1. 5. The learned counsel for the respondents submits that there was a valid mortgage deed and that the amount due was deposited in the court; that the defendants were recorded as asamis during consolidation operations and hence there was no bar against filing of the suit under Section 202 of the Act. 6. The learned counsel for the appellants has placed reliance on 1959 R.D. pp. 50-51, in which their Lordships have held that the very basis for bringing of a suit under section 202 (c) is that the mortgage had been satisfied or money had been deposited in Court by the mortgagee. This being the ground for the suit, the deposit has obviously to be made before the suit is brought. 7. Against this, the learned counsel for the respondents cites 1963 R.D. p. 37, in which his Lordship held that the satisfaction of mortgage money is not a pre-requisite of the filing of the suit. It is only a pre-requisite to the ejectment of the defendant because Section 202 (c) lays down that an asami shall be liable to ejectment on the ground that the mortgage money has been satisfied or the amount has been deposited in the court. Regarding issue of notice, the learned counsel for the respondents refers to V. Dhanpal Chettiar v. Yesedai Ammal, AIR 1979 SC 1745 . On that basis be submits that no notice for determining the tenancy sights of an asami is necessary before the filing of the suit under section 202 of the U.P.Z.A. & L.R. Act. The learned counsel for the appellants relying on the ruling reported in 1982 R.D. 167, submits that notice was necessary to be given before the suit for ejectment of tenancy asami was filed. 8. I would like first to go into the question whether a notice for termination of tenancy of Asami rights is necessary before filing a suit under Section 202. Their Lordships of the Supreme Court have held that no such notice was necessary before filing of the suit for ejectment. The decision taken by their Lordships of the Supreme Court is binding on all courts and I find no legal justification in not adhering to the view expressed by their Lordships, in the case AIR 1979 SC 1943 (supra).
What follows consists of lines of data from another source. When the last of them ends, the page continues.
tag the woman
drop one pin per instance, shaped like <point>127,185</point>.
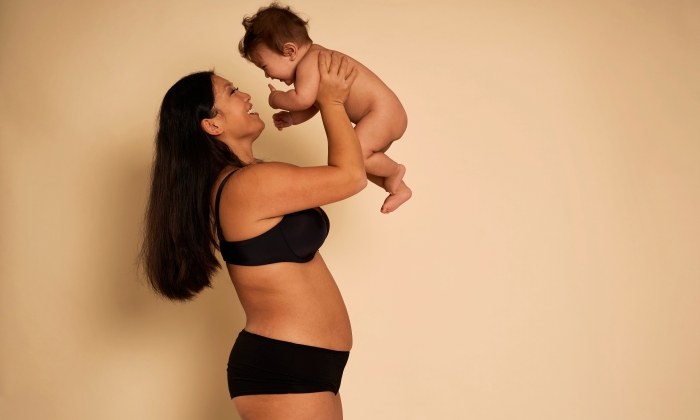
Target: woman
<point>288,361</point>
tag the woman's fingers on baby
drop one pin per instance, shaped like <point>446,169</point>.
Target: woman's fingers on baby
<point>335,63</point>
<point>322,65</point>
<point>352,76</point>
<point>343,70</point>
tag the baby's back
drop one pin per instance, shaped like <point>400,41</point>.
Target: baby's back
<point>368,93</point>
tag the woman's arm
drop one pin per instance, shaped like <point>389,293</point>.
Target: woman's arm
<point>284,119</point>
<point>274,189</point>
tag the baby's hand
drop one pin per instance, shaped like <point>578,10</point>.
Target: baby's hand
<point>282,120</point>
<point>273,92</point>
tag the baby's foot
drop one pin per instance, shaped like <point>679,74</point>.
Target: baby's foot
<point>392,183</point>
<point>393,202</point>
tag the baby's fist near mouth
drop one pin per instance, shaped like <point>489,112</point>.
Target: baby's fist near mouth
<point>270,99</point>
<point>282,120</point>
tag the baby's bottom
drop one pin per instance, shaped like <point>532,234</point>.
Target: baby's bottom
<point>376,133</point>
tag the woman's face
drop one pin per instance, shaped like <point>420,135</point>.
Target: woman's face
<point>235,112</point>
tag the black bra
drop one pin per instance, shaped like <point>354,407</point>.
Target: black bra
<point>296,238</point>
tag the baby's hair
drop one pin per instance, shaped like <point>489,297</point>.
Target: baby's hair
<point>273,26</point>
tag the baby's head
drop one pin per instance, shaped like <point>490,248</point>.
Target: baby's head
<point>272,40</point>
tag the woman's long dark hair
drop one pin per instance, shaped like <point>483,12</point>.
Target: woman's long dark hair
<point>177,253</point>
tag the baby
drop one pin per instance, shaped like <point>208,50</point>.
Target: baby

Their Lordships of the Supreme Court have held that no such notice was necessary before filing of the suit for ejectment. The decision taken by their Lordships of the Supreme Court is binding on all courts and I find no legal justification in not adhering to the view expressed by their Lordships, in the case AIR 1979 SC 1943 (supra). The view expressed by the Full Bench of the High Court cannot have precedence over the view taken by the Hon'ble Supreme Court, and I an inclined to accept the view taken in AIR 1979 SC 1745 . I am not inclined to accept the view expressed by Sri I.B. Singh, a learned Member. By giving a notice for termination of asami lights, it does not put an end to the dispute. When a suit has been filed under Section 202 of Act I of 1951, that itself is sufficient for eviction of the Asami. Section 200 of Act I of 1951 provides the mode of eviction of an asami. The said Section reads : 'No asami shall be liable to ejectment from his holding except as provided in this Act.' The procedure for ejectment of asami has been provided in Section 202, which reads as under :- 202. - Procedure for ejectment of asami - Without prejudice to the provisions of section 338, an asami shall be liable to ejectment from his holding on the suit of the Gaon Sabha or the land holder, as the case may be, on the ground or grounds - (a).... (b) that he (i) belongs to any of the classes mentioned in Cls.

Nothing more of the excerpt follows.